Hi Stefan,
On Mar 24, 2010, at 11:06 AM, Frijters, S.C.J. wrote:
> Hi Quincey,
>
> I can double one dimension on my chunk size (at the cost of really slow IO),
> but if I double them all I get errors like these:
>
> HDF5-DIAG: Error detected in HDF5 (1.8.4) MPI-process 4:
> #000: H5D.c line 171 in H5Dcreate2(): unable to create dataset
> major: Dataset
> minor: Unable to initialize object
> #001: H5Dint.c line 428 in H5D_create_named(): unable to create and link to
> dataset
> major: Dataset
> minor: Unable to initialize object
> #002: H5L.c line 1639 in H5L_link_object(): unable to create new link to
> object
> major: Links
> minor: Unable to initialize object
> #003: H5L.c line 1862 in H5L_create_real(): can't insert link
> major: Symbol table
> minor: Unable to insert object
> #004: H5Gtraverse.c line 877 in H5G_traverse(): internal path traversal
> failed
> major: Symbol table
> minor: Object not found
> #005: H5Gtraverse.c line 703 in H5G_traverse_real(): traversal operator
> failed
> major: Symbol table
> minor: Callback failed
> #006: H5L.c line 1685 in H5L_link_cb(): unable to create object
> major: Object header
> minor: Unable to initialize object
> #007: H5O.c line 2677 in H5O_obj_create(): unable to open object
> major: Object header
> minor: Can't open object
> #008: H5Doh.c line 296 in H5O_dset_create(): unable to create dataset
> major: Dataset
> minor: Unable to initialize object
> #009: H5Dint.c line 1030 in H5D_create(): unable to construct layout
> information
> major: Dataset
> minor: Unable to initialize object
> #010: H5Dchunk.c line 420 in H5D_chunk_construct(): chunk size must be <=
> maximum dimension size for fixed-sized dimensions
> major: Dataset
> minor: Unable to initialize object
>
> I am currently doing test runs on my local machine on 16 cores because the
> large machine I run jobs on is unavailable at the moment and has a queueing
> system rather unsuited to quick test runs, so maybe this is an artefact of
> running on such a small number of cores? Although I *think* I tried this
> before and got the same type of error on several thousand cores also.
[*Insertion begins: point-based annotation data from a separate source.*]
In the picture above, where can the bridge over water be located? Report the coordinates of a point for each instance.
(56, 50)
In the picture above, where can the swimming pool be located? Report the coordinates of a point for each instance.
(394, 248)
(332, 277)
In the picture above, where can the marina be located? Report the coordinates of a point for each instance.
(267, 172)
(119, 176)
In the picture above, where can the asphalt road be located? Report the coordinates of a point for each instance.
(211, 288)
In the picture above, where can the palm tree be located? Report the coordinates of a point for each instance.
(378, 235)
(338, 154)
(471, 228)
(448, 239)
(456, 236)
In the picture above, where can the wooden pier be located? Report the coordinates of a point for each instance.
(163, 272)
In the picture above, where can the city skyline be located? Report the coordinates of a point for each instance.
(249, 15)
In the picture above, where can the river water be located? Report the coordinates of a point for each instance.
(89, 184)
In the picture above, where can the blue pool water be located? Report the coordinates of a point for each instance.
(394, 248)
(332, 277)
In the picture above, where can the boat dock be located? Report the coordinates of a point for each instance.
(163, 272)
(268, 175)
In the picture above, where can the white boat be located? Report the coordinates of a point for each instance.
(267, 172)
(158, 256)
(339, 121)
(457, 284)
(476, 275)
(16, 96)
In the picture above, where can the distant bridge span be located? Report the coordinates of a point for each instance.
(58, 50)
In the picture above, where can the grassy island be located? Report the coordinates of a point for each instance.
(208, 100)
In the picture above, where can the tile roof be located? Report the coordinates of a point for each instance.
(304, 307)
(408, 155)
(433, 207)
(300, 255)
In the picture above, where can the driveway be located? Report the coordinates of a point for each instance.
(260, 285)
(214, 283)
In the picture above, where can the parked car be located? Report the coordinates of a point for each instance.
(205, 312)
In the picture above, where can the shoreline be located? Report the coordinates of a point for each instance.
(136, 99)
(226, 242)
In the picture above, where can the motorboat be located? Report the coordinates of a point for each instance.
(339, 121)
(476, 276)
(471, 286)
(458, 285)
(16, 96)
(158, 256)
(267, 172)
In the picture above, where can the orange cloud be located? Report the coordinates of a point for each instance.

You seem to have increased the chunk dimension to be larger than the
dataset dimension. What is the chunk size and dataspace size you are using?
Quincey
>
> Kind regards,
>
> Stefan Frijters
>
> ________________________________________
> From: [email protected] [[email protected]] On
> Behalf Of Quincey Koziol [[email protected]]
> Sent: 24 March 2010 16:28
> To: HDF Users Discussion List
> Subject: Re: [Hdf-forum] HDF5 causes Fatal error in MPI_Gather
>
> Hi Stefan,
>
> On Mar 24, 2010, at 10:10 AM, Stefan Frijters wrote:
>
>> Hi Quincey,
>>
>> Thanks for the quick response. Currently, each core is handling its
>> datasets with a chunk size equal to the size of the local data (the dims
>> parameter in h5pset_chunk_f is equal to to dims parameter in
>> h5dwrite_f) because the local arrays are not that large anyway (in the
>> order of 20x20x20 reals), so if I understand things correctly I'm
>> already using maximum chunk size.
>
> No, you don't have to make them the same size, since the collective
> I/O should stitch them back together anyway. Try doubling the dimensions on
> your chunks.
>
>> Do you have an idea why it doesn't crash the first time I try to do it
>> though? It's a different array, but of the same size and datatype as the
>> second. As far as I can see I'm closing all used handles at the end of
>> my function at least.
>
> Hmm, I'm not certain...
>
> Quincey
>
>> Kind regards,
>>
>> Stefan Frijters
>>
>>> Hi Stefan,
>>>
>>> On Mar 24, 2010, at 3:11 AM, Stefan Frijters wrote:
>>>
>>>> Dear all,
>>>>
>>>> Recently, I've run into a problem with my parallel HDF5 writes. My
>>>> program works fine on 8k cores, but when I run it on 16k cores it
>>>> crashes when writing a data file through h5dwrite_f(...).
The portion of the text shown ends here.